I’d bundled on T’s expenses bandwagon by spending the first night at the very lovely and very swish Hotel Haven – superb fancy-pants bar (eye-wateringly expensive even by Helsinki’s standards), friendly staff and enough luxury to pull off the price. Lunch at Restaurant Suun is a classy and cheery affair, looking out on the expanse of the Senate Square, where the University and Government Palace face each other, flanking the pristine white Lutheran Cathedral.
My friend explained the layout of state on one side, university on the other, church on the third, and how the city was very much a planned political project after Finland came into Russian hands in 1809. The historic capital at Turku was eclipsed for a brand spanking new administrative centre, and Tsar Alexander II remains in the square’s centre as an ominous and triumphalist reminder.
We caught up with another old friend at Kuurna, an intimate little restaurant with flickering candlelight, a tasty concise menu, good wines by the glass and (rare joy of joys) an excellent vegetarian option. Winning cocktails came courtesy of the awesomely prohibition-era Liberty or Death – a Londoner’s dream, with the hipster condescension removed and at least one drink named after Margaret Thatcher. I wish my flat looked as cool as this place. Or that it was next door and I could order the gin mixers nightly while coveting the furniture.

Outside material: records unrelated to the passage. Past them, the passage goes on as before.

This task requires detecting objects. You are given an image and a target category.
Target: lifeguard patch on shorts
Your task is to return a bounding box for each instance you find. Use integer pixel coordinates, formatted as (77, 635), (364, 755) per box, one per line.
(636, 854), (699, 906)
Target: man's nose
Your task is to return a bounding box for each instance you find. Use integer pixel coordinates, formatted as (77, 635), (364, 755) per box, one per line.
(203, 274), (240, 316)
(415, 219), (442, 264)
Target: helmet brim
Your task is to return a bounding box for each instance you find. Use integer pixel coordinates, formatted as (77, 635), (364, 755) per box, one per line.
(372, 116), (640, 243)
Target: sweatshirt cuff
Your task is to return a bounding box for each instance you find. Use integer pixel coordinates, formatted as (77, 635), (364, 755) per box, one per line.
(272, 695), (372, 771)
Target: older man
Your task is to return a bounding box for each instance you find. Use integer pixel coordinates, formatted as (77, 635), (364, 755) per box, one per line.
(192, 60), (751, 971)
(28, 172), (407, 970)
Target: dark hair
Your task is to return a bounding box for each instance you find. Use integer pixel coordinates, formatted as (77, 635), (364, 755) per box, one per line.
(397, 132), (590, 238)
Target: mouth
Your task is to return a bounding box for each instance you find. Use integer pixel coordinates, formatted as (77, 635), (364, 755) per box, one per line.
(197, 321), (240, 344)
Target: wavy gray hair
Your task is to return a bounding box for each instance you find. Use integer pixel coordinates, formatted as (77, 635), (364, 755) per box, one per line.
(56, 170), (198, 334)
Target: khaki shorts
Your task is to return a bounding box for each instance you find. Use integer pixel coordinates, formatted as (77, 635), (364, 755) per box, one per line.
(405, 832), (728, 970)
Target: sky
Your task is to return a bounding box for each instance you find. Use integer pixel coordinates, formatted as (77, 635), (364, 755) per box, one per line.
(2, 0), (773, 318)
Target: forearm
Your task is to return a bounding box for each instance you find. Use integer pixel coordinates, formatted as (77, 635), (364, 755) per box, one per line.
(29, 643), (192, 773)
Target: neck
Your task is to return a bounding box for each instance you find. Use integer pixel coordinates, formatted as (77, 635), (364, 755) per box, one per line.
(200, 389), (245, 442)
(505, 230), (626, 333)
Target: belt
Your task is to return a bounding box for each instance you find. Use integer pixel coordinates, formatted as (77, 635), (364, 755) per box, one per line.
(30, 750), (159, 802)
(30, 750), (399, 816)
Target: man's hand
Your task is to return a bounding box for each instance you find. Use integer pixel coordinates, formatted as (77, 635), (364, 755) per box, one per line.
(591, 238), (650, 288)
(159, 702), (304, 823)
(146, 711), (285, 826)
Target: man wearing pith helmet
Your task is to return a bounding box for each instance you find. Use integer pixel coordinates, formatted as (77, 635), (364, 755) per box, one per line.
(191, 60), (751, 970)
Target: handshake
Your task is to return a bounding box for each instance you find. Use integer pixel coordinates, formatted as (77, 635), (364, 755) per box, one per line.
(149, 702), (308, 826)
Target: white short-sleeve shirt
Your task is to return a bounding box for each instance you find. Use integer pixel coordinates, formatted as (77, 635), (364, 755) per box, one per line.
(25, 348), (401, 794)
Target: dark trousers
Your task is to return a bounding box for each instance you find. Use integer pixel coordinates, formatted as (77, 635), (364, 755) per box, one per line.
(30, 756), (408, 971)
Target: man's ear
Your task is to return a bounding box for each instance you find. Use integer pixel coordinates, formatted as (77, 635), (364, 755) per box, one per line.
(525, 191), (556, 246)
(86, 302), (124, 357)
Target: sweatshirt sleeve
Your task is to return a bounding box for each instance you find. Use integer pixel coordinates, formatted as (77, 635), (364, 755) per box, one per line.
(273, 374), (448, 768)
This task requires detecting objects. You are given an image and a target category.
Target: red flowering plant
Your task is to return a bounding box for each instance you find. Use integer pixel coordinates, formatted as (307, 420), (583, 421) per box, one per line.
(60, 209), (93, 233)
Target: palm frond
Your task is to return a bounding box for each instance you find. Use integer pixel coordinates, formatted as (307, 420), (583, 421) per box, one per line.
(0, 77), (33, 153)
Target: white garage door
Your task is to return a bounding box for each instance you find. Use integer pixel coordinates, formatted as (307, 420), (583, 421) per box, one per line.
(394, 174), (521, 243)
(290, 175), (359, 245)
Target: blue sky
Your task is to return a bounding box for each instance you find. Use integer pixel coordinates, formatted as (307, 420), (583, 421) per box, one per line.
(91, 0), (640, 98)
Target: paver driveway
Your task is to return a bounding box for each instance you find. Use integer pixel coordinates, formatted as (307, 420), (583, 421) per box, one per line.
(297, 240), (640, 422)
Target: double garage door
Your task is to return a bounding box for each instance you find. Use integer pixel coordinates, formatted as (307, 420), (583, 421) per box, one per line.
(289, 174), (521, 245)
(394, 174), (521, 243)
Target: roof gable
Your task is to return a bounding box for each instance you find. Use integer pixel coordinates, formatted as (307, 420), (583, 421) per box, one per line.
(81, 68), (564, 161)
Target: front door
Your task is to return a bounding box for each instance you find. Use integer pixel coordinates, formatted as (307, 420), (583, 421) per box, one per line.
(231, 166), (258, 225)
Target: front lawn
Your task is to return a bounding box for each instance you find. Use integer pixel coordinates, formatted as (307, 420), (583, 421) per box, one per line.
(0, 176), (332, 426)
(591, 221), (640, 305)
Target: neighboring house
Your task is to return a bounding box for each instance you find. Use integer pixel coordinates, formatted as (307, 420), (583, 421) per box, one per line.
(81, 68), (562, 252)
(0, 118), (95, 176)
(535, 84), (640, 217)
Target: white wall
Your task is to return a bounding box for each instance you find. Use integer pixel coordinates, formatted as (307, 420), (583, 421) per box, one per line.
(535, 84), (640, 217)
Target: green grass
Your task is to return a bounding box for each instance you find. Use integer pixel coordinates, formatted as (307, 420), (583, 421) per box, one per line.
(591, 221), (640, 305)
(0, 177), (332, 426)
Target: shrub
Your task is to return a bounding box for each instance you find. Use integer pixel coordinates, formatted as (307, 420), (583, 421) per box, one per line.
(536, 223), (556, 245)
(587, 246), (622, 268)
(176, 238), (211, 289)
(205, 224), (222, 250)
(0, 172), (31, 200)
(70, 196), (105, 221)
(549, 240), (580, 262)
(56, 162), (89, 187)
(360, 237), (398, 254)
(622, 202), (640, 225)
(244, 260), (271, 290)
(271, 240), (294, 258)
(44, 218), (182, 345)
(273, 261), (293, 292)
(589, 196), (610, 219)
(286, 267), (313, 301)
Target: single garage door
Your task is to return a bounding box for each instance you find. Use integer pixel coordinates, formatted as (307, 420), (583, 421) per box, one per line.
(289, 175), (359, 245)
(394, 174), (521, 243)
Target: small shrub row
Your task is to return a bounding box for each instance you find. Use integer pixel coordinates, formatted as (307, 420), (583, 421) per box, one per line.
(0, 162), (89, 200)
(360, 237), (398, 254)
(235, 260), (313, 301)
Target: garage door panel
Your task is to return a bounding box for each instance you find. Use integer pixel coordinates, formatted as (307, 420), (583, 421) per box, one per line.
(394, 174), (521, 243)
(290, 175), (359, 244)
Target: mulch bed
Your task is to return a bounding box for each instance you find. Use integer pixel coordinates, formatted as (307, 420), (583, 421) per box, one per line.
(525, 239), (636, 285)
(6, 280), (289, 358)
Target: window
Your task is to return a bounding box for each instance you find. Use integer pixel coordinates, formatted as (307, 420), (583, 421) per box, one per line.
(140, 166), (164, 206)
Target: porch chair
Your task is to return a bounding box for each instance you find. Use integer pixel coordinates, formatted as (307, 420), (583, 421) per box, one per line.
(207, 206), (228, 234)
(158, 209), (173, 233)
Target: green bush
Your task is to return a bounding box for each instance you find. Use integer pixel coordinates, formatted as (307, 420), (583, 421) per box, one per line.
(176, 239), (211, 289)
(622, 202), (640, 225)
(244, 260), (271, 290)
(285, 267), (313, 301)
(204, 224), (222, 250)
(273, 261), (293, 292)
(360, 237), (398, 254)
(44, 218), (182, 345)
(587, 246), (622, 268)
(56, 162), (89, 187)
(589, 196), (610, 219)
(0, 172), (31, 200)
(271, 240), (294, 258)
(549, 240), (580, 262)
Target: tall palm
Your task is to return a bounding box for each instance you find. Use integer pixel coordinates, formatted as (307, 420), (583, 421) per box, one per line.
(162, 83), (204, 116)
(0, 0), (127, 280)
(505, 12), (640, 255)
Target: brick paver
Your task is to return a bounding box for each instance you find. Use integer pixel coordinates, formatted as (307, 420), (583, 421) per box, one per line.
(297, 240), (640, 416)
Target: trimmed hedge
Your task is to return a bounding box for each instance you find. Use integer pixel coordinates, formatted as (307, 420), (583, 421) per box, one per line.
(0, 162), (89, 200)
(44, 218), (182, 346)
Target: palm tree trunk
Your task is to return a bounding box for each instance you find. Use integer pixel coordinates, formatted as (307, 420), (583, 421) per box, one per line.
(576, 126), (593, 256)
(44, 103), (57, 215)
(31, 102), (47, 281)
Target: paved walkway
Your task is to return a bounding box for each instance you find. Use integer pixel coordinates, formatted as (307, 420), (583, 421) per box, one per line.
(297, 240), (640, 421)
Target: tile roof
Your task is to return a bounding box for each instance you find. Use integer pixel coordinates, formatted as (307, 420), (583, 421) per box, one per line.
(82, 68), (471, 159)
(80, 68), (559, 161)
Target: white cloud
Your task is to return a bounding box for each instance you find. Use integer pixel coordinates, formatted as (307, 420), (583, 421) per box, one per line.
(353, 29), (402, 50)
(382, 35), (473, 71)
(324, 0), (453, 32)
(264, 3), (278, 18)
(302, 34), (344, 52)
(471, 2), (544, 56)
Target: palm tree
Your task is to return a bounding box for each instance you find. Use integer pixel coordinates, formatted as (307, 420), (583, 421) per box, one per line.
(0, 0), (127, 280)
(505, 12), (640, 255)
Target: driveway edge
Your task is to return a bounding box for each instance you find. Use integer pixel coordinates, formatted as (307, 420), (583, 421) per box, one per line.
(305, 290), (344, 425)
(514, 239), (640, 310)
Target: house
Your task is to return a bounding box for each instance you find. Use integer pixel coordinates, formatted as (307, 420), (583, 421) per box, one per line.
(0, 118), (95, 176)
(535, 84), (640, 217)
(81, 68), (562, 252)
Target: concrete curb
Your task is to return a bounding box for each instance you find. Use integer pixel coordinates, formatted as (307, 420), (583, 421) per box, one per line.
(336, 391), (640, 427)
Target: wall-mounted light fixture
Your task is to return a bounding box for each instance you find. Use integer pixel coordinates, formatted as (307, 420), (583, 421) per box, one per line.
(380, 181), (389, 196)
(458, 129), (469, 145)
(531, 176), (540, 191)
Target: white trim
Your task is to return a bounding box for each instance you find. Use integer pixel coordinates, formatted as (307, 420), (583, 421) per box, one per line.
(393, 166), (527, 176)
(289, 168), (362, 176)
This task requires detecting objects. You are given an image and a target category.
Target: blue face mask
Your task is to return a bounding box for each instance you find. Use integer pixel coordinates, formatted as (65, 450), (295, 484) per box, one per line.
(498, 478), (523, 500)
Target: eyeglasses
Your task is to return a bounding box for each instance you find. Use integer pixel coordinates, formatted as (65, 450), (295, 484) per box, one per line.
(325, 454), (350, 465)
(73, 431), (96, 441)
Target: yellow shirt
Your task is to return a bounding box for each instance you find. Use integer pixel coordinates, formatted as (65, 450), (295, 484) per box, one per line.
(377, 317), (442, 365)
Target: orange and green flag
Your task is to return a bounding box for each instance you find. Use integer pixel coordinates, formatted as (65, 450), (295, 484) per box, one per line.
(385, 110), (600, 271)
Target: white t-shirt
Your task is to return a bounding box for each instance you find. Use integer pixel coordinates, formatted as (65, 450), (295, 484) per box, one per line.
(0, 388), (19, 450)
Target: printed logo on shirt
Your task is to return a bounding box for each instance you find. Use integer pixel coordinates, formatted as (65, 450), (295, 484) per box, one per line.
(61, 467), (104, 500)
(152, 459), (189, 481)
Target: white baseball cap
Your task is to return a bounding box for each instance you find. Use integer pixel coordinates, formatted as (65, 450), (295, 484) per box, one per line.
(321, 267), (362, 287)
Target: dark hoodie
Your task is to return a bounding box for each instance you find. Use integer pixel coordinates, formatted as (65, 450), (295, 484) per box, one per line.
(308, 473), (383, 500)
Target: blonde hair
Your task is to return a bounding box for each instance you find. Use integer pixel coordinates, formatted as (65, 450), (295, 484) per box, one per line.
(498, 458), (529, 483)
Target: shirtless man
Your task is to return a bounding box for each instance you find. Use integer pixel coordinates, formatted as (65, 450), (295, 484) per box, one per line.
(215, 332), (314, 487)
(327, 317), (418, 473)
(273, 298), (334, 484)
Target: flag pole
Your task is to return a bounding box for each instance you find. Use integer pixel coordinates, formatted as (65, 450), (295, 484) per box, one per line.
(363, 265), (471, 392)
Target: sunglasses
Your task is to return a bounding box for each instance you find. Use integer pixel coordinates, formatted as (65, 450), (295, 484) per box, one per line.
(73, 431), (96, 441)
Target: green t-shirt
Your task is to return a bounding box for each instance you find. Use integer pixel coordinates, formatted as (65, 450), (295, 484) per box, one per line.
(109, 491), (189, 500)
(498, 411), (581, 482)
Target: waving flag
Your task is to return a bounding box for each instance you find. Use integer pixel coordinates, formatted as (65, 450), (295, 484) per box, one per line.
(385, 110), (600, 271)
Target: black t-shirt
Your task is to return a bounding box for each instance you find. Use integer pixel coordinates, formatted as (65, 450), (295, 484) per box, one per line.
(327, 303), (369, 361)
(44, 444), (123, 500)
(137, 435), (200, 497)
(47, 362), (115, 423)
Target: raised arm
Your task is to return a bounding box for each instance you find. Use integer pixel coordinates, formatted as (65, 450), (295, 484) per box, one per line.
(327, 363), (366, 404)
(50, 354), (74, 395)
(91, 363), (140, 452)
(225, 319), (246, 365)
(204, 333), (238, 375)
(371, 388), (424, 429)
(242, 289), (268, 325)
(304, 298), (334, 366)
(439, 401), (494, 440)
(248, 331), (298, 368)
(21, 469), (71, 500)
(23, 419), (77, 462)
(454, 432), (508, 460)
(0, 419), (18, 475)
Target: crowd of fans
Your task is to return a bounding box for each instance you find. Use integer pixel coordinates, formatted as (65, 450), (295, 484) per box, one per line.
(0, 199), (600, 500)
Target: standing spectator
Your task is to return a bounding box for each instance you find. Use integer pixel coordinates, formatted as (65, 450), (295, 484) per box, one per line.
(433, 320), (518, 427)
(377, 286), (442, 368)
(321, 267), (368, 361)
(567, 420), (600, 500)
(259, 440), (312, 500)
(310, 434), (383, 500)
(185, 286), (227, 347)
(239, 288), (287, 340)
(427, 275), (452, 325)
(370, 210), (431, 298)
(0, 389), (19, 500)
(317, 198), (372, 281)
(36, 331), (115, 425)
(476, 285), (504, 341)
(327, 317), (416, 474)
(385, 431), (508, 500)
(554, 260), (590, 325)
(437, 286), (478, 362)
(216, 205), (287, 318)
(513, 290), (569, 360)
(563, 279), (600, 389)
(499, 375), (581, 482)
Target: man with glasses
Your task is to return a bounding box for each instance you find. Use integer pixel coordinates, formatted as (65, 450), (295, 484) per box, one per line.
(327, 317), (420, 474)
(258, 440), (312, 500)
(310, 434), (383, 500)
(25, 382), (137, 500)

I also enjoyed the small City Museum, which was hosting a Mad about Helsinki exhibition, with old photos and exhibits representing the maritime city residents’ favourite spots and treasures through the decades: the historic Hakaniemi market square and hall, ice-swimming and the historic fortress of Suomenlinna, one of the many tiny islands and coves 15 minutes boat-ride across the water.
Pictures of the fortress in the museum showed the dark days. During the brutal Finnish Civil War following the Russian Revolution, Red Guard prisoners were transferred from the main market square to the island prison camp, where around 6000 were held, some executed and many more died of starvation and disease in the damp network of bunkers you can still wander through.
Yet riding out there on a bright sunny day, you find a breezy tourist destination, a place Helsinki-dwellers head on a family trip; picnics and ice-cream, even a brewery. A place of happy memories, pleasant walks, coveted apartments, and sun-dappled views back to the city.
The Moomins final adventure saw the family off-screen, their happy house seemingly abandoned and their brooding, troubled friends waiting for them to return… when?
No one knew, and as the boat sped back through dark waters to the warmth of the city, where an anglophile aperitif of Pimms and lemonade was waiting to be shared between old friends, I got the sense that they may still be out there. Wandering endlessly through forests and valleys, darkness and light.